Sie brauchte den ganzen Weg bis in ihr Zimmer, um sich halbwegs zu beruhigen. Dass Ian kaum noch mit ihr sprach, gut. Dass er sie versetzte, noch hinnehmbar. Aber dass er sie grundlos beleidigte, und auch noch bei einem Thema, von dem er wusste, wie schwierig es für sie war – das ging zu weit! Rastlos lief Joanna auf und ab. Und sie hatte ihn für ihren Freund gehalten! Schlimmer noch: Sie hatte sich in ihn verliebt und wäre bereit gewesen, ihn zu heiraten. Wie hatte sie sich nur so in ihm irren können?

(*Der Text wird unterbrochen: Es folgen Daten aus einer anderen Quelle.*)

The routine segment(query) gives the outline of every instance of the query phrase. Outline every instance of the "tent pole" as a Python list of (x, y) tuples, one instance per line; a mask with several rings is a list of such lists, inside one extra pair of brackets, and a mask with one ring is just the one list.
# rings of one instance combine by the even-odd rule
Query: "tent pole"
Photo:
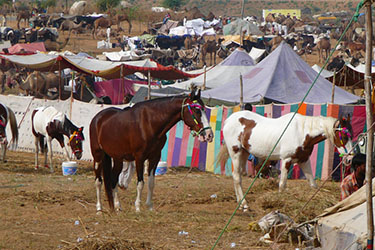
[(69, 119), (72, 119), (72, 106), (73, 106), (73, 88), (75, 85), (75, 74), (74, 71), (72, 71), (72, 87), (70, 89), (70, 110), (69, 110)]
[(207, 72), (207, 67), (206, 67), (206, 65), (203, 66), (203, 70), (204, 70), (204, 75), (203, 75), (203, 86), (202, 86), (202, 90), (205, 90), (205, 89), (206, 89), (206, 72)]
[(367, 196), (367, 250), (374, 249), (374, 217), (372, 204), (372, 154), (374, 144), (373, 112), (371, 103), (371, 62), (372, 62), (372, 17), (371, 1), (366, 1), (366, 70), (365, 70), (365, 94), (366, 94), (366, 123), (367, 134), (367, 154), (366, 154), (366, 196)]
[(59, 60), (59, 101), (61, 100), (61, 84), (62, 84), (62, 81), (61, 81), (61, 61)]
[(125, 98), (125, 80), (124, 80), (124, 64), (121, 64), (121, 70), (120, 70), (120, 77), (121, 77), (121, 96), (122, 100), (119, 100), (118, 103), (123, 104), (124, 103), (124, 98)]
[[(84, 77), (83, 75), (81, 75), (81, 77)], [(80, 94), (80, 99), (82, 101), (83, 99), (83, 88), (85, 87), (85, 83), (83, 82), (83, 80), (81, 80), (81, 94)]]
[(241, 89), (241, 96), (240, 96), (240, 108), (243, 110), (243, 81), (242, 81), (242, 74), (240, 74), (240, 89)]
[(150, 69), (147, 71), (147, 84), (148, 84), (147, 100), (151, 100), (151, 72), (150, 72)]
[(335, 100), (336, 69), (333, 71), (331, 103)]

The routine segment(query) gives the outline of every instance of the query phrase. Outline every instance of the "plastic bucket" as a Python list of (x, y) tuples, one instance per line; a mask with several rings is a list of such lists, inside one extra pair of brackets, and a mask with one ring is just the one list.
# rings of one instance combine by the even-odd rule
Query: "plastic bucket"
[(163, 175), (165, 173), (167, 173), (167, 162), (159, 161), (158, 166), (155, 170), (155, 175)]
[(77, 162), (75, 161), (64, 161), (62, 163), (63, 175), (75, 175), (77, 172)]

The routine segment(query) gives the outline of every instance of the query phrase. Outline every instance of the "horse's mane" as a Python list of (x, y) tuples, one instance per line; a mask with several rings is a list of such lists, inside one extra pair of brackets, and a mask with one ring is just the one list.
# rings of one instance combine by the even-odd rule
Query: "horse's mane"
[(155, 99), (151, 99), (151, 100), (146, 100), (146, 101), (143, 101), (143, 102), (138, 102), (138, 103), (134, 104), (133, 107), (139, 107), (139, 106), (143, 106), (143, 105), (157, 105), (159, 103), (165, 103), (168, 100), (173, 101), (175, 98), (186, 98), (186, 97), (188, 97), (186, 94), (160, 97), (160, 98), (155, 98)]
[[(335, 124), (336, 119), (333, 117), (325, 117), (325, 116), (303, 116), (305, 122), (303, 123), (303, 130), (307, 129), (309, 132), (324, 132), (324, 135), (327, 137), (328, 140), (331, 142), (334, 140), (334, 130), (333, 126)], [(309, 126), (310, 128), (307, 128)], [(312, 130), (313, 129), (313, 130)]]
[(73, 131), (77, 131), (78, 127), (74, 125), (66, 115), (64, 116), (63, 130), (69, 134), (72, 134)]

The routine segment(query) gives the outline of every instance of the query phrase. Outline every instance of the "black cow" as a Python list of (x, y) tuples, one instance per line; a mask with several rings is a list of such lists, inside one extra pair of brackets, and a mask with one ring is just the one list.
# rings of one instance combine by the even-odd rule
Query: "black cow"
[(336, 56), (332, 59), (332, 61), (327, 65), (327, 70), (336, 70), (339, 71), (342, 67), (344, 67), (345, 61), (340, 56)]
[(174, 49), (179, 50), (184, 46), (185, 37), (181, 36), (158, 36), (156, 37), (156, 44), (160, 49)]

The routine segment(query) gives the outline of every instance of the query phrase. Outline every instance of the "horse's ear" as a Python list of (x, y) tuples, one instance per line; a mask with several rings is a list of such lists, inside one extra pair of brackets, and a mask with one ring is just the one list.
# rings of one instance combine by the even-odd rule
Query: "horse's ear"
[(190, 92), (189, 97), (190, 97), (190, 100), (194, 100), (194, 98), (195, 98), (195, 87), (191, 88), (191, 92)]
[(197, 99), (201, 99), (201, 89), (198, 90)]
[(78, 129), (78, 131), (79, 131), (79, 132), (82, 132), (82, 131), (83, 131), (83, 127), (80, 127), (80, 128)]

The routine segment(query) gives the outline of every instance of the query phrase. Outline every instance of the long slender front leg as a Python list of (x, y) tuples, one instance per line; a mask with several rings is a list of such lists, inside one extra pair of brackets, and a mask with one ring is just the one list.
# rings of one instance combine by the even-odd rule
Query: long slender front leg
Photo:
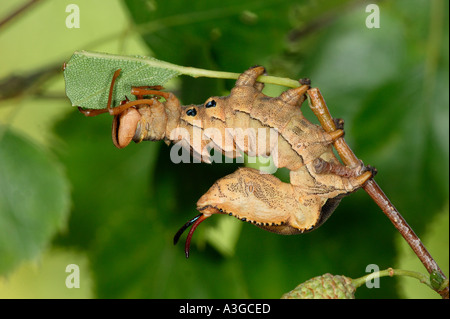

Weil sie absolut keine Erfahrung mit Männern hatte, war die einfache, aber treffende Erklärung. Sie hatte Dankbarkeit mit Zuneigung verwechselt. Sie war die erste adlige Dame, die Ian kennengelernt hatte, außer seiner Schwester. Sie hatte sich um ihn gekümmert, und er war ihr sehr zugetan gewesen. Doch sein Horizont hatte sich erweitert. Und in Lionsbridge hatte er schließlich ganz andere Bekanntschaften gemacht. Joanna wusste, dass in der Wasserburg der Hochadel verkehrte. Und am Neujahrsfest war Ian bestimmt umringt gewesen von einer Schar junger Frauen. Achtzehn, neunzehn Jahre alt, in prachtvollen Kleidern mit tiefen Ausschnitten, die alle nicht wussten, wie man das Wort Widerspruch überhaupt buchstabierte. Sicherlich hatten sie atemlos an seinen Lippen gehangen, als er irgendeine abenteuerliche Geschichte über seine Enterbung erzählt hatte. Und später beim Tanzen lagen sie dann in seinen ach so starken Armen.
Joanna spürte, wie ihre Wut erneut hochkochte. Sie stand hier in ihrem schlichten Leinenkleid, von dem Lady Tamara gesagt hatte, sie würde es nicht einmal ihre Küchenmagd tragen lassen, und hoffte wie eine dumme Gans auf Ians Zuwendung. Sie biss sich auf die Lippen, um nicht laut loszuschreien. Der Teufel sollte ihn holen! Bis er sich nicht bei ihr entschuldigt hatte, würde sie kein Wort mehr mit ihm wechseln!